We got to the hospital two hours later, labor was induced. After the first few contractions Dad took a powder to the waiting room. I had a hired labor coach. Things moved along so quickly I never got my epidermal. Six hours and three pushes later I had my son.
He came into the world at the beginning of the current wave of breast-feeding enthusiasm. They pushed breast feeding to such an extent that I hadn’t even bought bottles. I thought it would be the easiest thing in the world.
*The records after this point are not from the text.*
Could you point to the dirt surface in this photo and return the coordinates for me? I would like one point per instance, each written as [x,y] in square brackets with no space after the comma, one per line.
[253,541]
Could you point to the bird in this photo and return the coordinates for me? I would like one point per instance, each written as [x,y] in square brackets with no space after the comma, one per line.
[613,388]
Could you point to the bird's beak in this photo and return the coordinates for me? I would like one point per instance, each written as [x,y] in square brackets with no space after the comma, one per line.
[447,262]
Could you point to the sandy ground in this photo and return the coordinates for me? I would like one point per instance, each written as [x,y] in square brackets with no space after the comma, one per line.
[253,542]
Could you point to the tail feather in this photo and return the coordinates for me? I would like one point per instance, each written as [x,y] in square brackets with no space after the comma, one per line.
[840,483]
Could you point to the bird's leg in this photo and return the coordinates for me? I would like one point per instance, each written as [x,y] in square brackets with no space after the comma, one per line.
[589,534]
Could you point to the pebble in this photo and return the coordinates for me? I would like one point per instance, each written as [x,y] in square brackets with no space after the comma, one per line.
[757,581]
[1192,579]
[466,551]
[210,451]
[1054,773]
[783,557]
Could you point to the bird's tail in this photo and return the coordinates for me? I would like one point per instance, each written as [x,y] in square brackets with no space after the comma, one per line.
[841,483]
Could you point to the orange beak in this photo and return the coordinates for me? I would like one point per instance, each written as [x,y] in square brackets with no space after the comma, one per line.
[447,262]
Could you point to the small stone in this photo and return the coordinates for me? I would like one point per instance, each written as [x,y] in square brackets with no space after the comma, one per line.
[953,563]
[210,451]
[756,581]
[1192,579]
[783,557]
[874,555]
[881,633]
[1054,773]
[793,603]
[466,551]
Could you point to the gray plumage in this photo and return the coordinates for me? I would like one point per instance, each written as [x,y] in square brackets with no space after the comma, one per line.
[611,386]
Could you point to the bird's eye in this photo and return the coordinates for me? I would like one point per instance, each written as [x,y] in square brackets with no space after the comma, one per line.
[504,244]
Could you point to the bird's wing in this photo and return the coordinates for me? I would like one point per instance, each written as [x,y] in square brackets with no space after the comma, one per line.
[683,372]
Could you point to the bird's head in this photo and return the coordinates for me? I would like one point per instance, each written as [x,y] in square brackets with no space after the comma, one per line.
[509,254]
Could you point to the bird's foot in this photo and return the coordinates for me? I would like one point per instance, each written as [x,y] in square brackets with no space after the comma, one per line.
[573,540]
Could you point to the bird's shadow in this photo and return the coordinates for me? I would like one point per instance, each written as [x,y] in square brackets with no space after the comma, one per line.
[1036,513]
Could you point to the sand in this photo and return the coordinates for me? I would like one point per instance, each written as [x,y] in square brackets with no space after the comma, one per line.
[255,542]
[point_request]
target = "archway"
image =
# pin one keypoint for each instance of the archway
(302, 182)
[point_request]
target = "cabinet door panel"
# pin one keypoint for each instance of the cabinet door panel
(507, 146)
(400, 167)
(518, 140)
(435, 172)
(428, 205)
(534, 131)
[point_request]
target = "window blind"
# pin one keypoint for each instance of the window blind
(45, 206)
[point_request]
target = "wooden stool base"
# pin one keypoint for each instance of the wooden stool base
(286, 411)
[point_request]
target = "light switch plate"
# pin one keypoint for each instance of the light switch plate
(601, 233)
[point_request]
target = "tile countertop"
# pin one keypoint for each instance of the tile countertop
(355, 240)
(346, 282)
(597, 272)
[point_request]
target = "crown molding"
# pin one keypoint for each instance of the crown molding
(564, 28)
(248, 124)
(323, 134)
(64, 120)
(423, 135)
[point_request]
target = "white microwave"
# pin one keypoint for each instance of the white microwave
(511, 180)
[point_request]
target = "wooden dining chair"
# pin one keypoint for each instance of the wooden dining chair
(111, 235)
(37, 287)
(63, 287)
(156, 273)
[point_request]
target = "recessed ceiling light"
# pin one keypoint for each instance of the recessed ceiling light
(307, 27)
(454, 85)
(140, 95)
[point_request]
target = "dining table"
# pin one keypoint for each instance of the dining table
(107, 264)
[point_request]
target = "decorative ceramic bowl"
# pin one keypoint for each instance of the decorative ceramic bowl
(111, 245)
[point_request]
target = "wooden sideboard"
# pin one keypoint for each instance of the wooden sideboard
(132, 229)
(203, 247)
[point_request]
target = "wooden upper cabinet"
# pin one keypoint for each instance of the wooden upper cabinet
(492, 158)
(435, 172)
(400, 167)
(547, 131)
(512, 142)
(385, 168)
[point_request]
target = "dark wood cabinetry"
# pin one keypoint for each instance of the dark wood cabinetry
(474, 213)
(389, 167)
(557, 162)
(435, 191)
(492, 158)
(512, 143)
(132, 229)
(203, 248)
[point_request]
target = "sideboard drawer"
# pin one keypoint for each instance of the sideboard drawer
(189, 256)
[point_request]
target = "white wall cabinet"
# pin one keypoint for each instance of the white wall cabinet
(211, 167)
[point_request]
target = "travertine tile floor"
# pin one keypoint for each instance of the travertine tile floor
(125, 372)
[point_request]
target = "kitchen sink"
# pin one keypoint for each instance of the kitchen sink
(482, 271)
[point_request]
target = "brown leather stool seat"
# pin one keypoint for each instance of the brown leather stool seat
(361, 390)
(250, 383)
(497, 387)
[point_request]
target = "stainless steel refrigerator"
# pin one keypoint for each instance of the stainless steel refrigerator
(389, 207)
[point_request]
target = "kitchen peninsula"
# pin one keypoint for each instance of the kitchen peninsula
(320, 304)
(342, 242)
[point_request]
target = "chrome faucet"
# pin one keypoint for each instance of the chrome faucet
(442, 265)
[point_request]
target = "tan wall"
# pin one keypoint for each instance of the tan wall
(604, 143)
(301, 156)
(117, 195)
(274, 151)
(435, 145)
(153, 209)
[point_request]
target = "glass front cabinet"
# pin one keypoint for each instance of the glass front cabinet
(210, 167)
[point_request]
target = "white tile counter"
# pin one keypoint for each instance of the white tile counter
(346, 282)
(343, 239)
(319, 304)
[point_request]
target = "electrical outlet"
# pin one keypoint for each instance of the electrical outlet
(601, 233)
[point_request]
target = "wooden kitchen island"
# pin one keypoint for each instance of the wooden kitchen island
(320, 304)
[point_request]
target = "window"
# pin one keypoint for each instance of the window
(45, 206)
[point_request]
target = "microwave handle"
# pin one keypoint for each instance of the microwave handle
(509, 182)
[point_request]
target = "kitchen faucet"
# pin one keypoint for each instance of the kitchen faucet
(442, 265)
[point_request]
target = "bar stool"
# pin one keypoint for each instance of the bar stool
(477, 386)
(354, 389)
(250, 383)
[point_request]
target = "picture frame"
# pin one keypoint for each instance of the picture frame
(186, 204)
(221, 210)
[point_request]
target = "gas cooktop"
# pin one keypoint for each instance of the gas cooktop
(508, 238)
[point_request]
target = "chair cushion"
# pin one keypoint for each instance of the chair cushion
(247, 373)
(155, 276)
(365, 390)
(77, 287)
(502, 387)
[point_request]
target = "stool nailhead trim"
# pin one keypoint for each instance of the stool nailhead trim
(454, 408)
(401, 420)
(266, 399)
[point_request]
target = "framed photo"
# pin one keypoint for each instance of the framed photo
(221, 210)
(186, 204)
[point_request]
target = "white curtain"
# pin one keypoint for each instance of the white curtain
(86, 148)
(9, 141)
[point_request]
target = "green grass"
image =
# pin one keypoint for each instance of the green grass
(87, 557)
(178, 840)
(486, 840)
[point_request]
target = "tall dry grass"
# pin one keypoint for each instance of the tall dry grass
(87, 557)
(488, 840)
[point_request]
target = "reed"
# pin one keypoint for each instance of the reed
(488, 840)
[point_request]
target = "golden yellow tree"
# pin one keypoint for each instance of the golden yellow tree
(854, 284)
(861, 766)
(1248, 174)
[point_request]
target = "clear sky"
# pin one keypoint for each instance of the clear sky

Women have been breast feeding for millennia - since the first baby! Nope. It took two days for him to attach once. Then we were out of the hospital and home. After hours of trying and many, many phone calls he latched on to one of them. I didn’t want to take a chance on him not latching on to the other breast and getting too little so I didn’t switch.
Then the colic kicked in. We didn’t sleep until early morning and hubby’s family was coming to see the baby. Four hours. We got four hours sleep before we had to get up and greet them. Thankfully they stayed the night and my sister-in-lay got up to take care of the baby so I could sleep.
We went out and bought bottles and formula and I pumped as much as I could to mix in. He threw it up. It took months to figure out he was allergic to formula and we had to use soy formula. I got an electric pump from the hospital and spent the time he was asleep pumping. By the end of the first week my legs were killing me from taking care of him all day, trying to clean, do dishes, and laundry at night, and walking the floor with him. 21 days after birth I couldn’t get the milk to come out. I had to hook up to the pump and have my husband stroke my breasts to force it out. When we were done that was it. Not one more drop of breast milk. And still the kid threw up a third of what he ate. Trips to the hospital, trying everything we could figure out to do for the colic, I was exhausted.
Baptism day, one month later and trying to get him to eat. “You’re starving him!” He’s not getting enough to eat” advice from my family. He takes a whole bottle for the first time. Hubby takes him back to our room to change him and takes forever. I go to see what’s happening and he’s changing his clothes. Two thirds of that bottle is on the back of his shirt. No cause is ever found for the vomiting or the colic.
The colic is solved accidentally at a visit to Grandma’s when I’m inspired to sit him in the warm tub after his bath. He’s a month and a half old. And I’d been afraid to put him in the water to give him his bath. He can’t sit up yet, but I can sit him up in the tub of warm water. For the first time he goes right to sleep and there is peace and rest. He sleeps through the night for the first time.